Uma boa parte disto é apenas opinião e juízo de valor, quase inúteis num assuno tão importante, mas Cristiano Ronaldo, Deco, Hugo Almeida e Nani, sobretudo estes, responderam melhor do que ninguém à questão da continuidade do seleccionador, com matéria concreta e objectiva. Não querem Queiroz e estão cheios de razão até à raiz dos cabelos, à prova de caspa no caso de Ronaldo. Independentemente da permanência, ou não, do professor, quem não pode, de certeza, mandar na selecção são eles. E mandaram.

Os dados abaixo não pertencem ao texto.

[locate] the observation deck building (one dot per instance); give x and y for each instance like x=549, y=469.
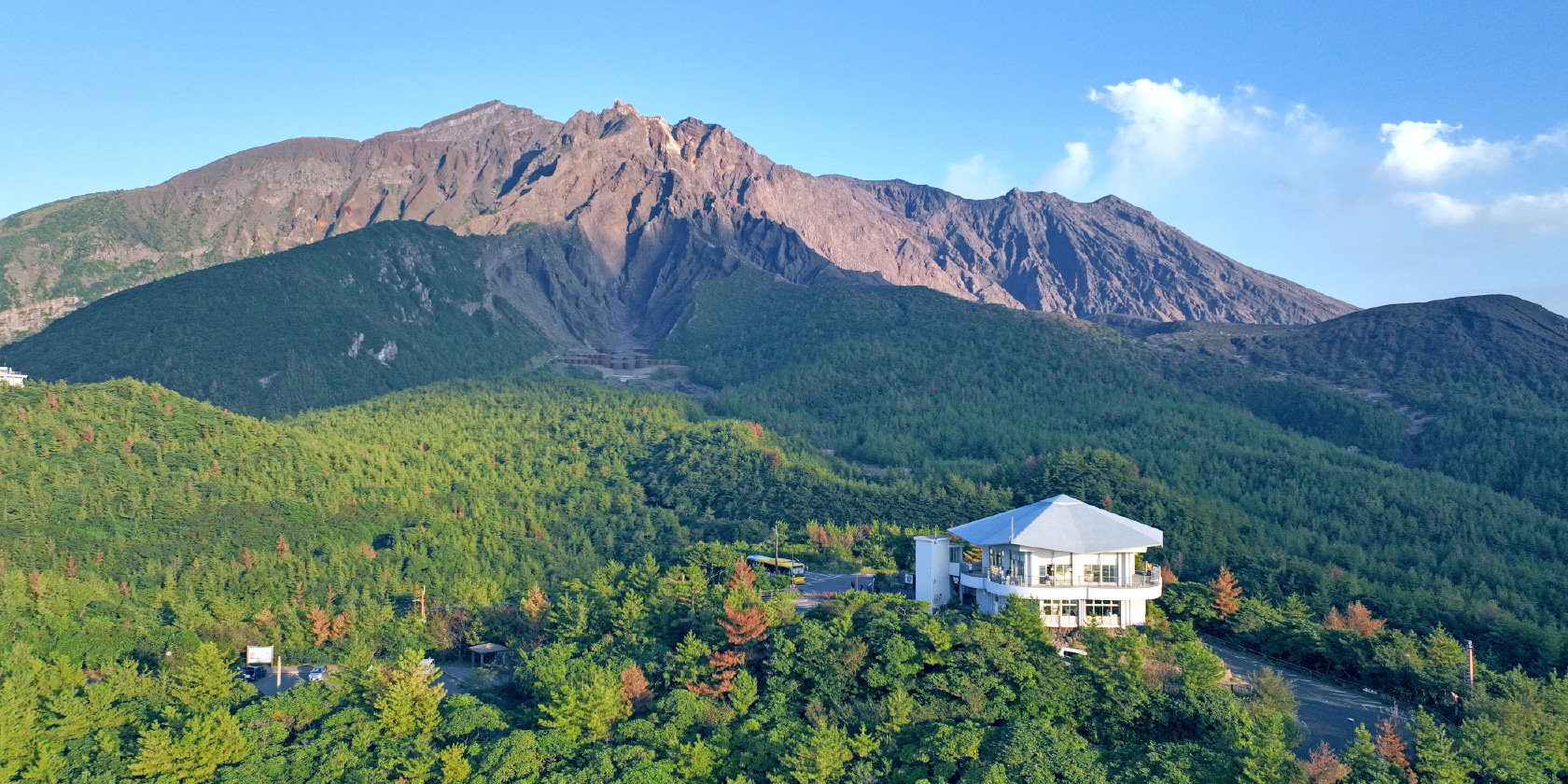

Discutiram ordens em público, criaram dúvidas sem concretizar acusações e até afirmaram, preto no branco, que a eliminação foi culpa dele. A principal dúvida a respeito deste seleccionador, limpa de qualquer subjectividade ao contrário de outras, é a de que seja capaz de reduzir os jogadores à obediência. Fica como um símbolo do Mundial'2010 a cobertura que a RTP fez do banco português no jogo de anteontem. A certo ponto da segunda parte, Queiroz berra a Ronaldo, e repete o berro várias vezes, ordenando-lhe que se desloque mais para a direita. A impaciência crescente com que o faz é esclarecedora sobre o resultado da instrução. Mas quando se fala dos dois ou três anos de inutilidade material de Ronaldo na Selecção, a incapacidade de o fazer render sequer perto do que rende nos clubes é dos dois últimos seleccionadores. Não importa se os motivos são técnicos, tácticos, disciplinares ou psicológicos: quanto mais se culpar Ronaldo, mais se culpa Queiroz."


Não é preciso dizer mais nada. Demita-se ou seja demitido!